Village in Kent, England

Chipstead is a small village within the parish of Chevening in the Sevenoaks District of Kent, England. It lies just west of the town of Sevenoaks and just off the A21 and A25 roads. It is also within a short distance of the M25 motorway, though not visible from it.

Although small in size, it has various attractions and features, including traditional southern English village architecture and a large lake. The village has two public houses: the "George and Dragon", a 16th-century coaching inn on the High Street, and the "Bricklayers Arms" on Chevening Road opposite the lake.

Chipstead Lake (also known as Longford Lake) is man-made, the result of gravel extraction during the 20th century. It has an area of 30 hectares (74 acres) and is used for:
- angling by Homesdale Angling Society
- sailing by Chipstead Sailing Club

The Chapel of the Good Shepherd is an Anglican chapel of ease to Chevening parish church. A 19th-century Grade II-listed former chapel (now a house) in the village centre was used by the Bible Christian Church.

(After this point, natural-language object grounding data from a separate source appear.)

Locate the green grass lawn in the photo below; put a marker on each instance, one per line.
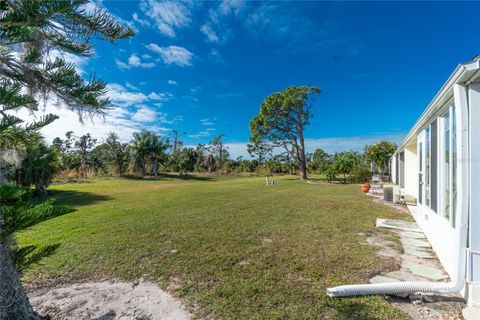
(232, 248)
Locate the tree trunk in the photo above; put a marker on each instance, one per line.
(302, 163)
(155, 167)
(14, 302)
(142, 166)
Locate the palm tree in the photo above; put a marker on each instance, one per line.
(158, 146)
(146, 145)
(39, 166)
(141, 149)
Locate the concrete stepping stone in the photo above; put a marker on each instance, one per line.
(414, 251)
(398, 224)
(426, 271)
(413, 235)
(416, 243)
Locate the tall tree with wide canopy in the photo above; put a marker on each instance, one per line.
(147, 146)
(33, 36)
(380, 153)
(282, 120)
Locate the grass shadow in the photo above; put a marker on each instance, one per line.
(74, 198)
(173, 176)
(29, 255)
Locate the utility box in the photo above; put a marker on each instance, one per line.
(388, 194)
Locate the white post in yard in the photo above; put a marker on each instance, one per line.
(472, 292)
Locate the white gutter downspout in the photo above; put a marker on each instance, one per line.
(461, 103)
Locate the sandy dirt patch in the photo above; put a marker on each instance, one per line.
(108, 301)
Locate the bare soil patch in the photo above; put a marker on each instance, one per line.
(107, 301)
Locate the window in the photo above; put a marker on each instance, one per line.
(453, 165)
(446, 165)
(427, 166)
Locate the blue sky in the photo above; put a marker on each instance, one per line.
(203, 68)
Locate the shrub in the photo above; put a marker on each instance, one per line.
(360, 175)
(330, 172)
(39, 167)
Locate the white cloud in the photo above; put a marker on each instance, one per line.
(131, 86)
(208, 121)
(217, 28)
(139, 20)
(208, 31)
(159, 96)
(120, 95)
(173, 54)
(117, 119)
(167, 15)
(145, 114)
(135, 62)
(79, 61)
(201, 134)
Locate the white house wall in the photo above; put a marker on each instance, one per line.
(411, 170)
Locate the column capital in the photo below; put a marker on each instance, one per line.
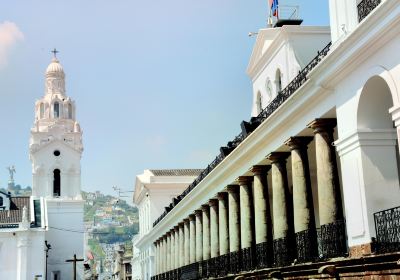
(320, 125)
(205, 207)
(213, 202)
(244, 180)
(259, 169)
(298, 142)
(222, 195)
(232, 188)
(275, 157)
(198, 213)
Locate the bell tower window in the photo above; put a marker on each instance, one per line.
(41, 110)
(56, 182)
(69, 111)
(56, 110)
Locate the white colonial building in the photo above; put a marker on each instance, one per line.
(314, 175)
(23, 223)
(154, 191)
(55, 151)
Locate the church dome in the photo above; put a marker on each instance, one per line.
(54, 67)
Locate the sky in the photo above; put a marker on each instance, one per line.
(157, 84)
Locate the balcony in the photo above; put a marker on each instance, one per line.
(387, 226)
(365, 7)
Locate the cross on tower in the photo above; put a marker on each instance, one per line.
(75, 260)
(54, 51)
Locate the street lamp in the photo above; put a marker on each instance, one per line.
(48, 248)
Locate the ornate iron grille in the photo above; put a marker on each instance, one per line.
(234, 262)
(223, 265)
(307, 246)
(248, 262)
(282, 96)
(190, 272)
(332, 239)
(264, 254)
(387, 226)
(283, 251)
(366, 7)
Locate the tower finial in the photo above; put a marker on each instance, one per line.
(55, 51)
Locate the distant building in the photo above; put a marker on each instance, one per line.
(23, 222)
(55, 150)
(154, 190)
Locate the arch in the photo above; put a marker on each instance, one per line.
(278, 81)
(56, 110)
(374, 104)
(69, 108)
(56, 182)
(41, 110)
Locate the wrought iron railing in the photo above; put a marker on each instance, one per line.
(307, 246)
(332, 240)
(249, 127)
(387, 227)
(366, 7)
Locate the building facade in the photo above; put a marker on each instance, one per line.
(55, 151)
(154, 191)
(23, 222)
(310, 186)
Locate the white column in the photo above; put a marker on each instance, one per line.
(214, 233)
(199, 235)
(192, 244)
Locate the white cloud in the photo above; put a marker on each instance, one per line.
(9, 36)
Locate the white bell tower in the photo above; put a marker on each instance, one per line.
(55, 150)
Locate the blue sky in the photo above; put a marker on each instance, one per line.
(158, 84)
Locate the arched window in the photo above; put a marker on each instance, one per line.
(278, 81)
(56, 182)
(259, 102)
(41, 109)
(56, 109)
(69, 111)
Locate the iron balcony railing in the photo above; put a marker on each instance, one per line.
(249, 127)
(331, 240)
(387, 227)
(365, 7)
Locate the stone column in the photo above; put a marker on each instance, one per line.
(157, 247)
(181, 244)
(176, 252)
(199, 235)
(172, 267)
(192, 257)
(214, 232)
(168, 268)
(282, 210)
(330, 205)
(262, 216)
(187, 241)
(303, 209)
(246, 229)
(234, 227)
(206, 232)
(223, 223)
(329, 198)
(246, 222)
(162, 254)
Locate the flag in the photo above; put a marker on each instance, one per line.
(273, 4)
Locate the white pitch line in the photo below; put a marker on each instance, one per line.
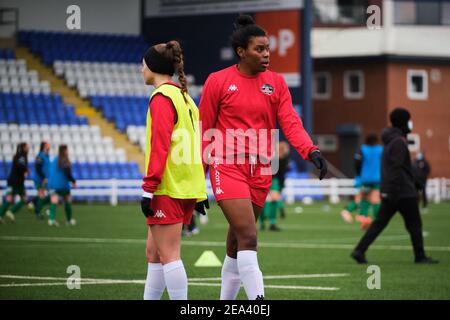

Chipstead was served by Chevening Halt railway station on the Westerham Valley Branch Line running between Westerham and Dunton Green; it opened in 1881 and closed in 1961. The closest railway station is now Sevenoaks. Chipstead village is now served by the 401 Sevenoaks-Westerham bus and the 452 Sevenoaks Station Circular commuter bus.

Chipstead is a comfortable, quiet community. There is a thriving residents' association, which has voiced opinions over issues such as traffic control in the area.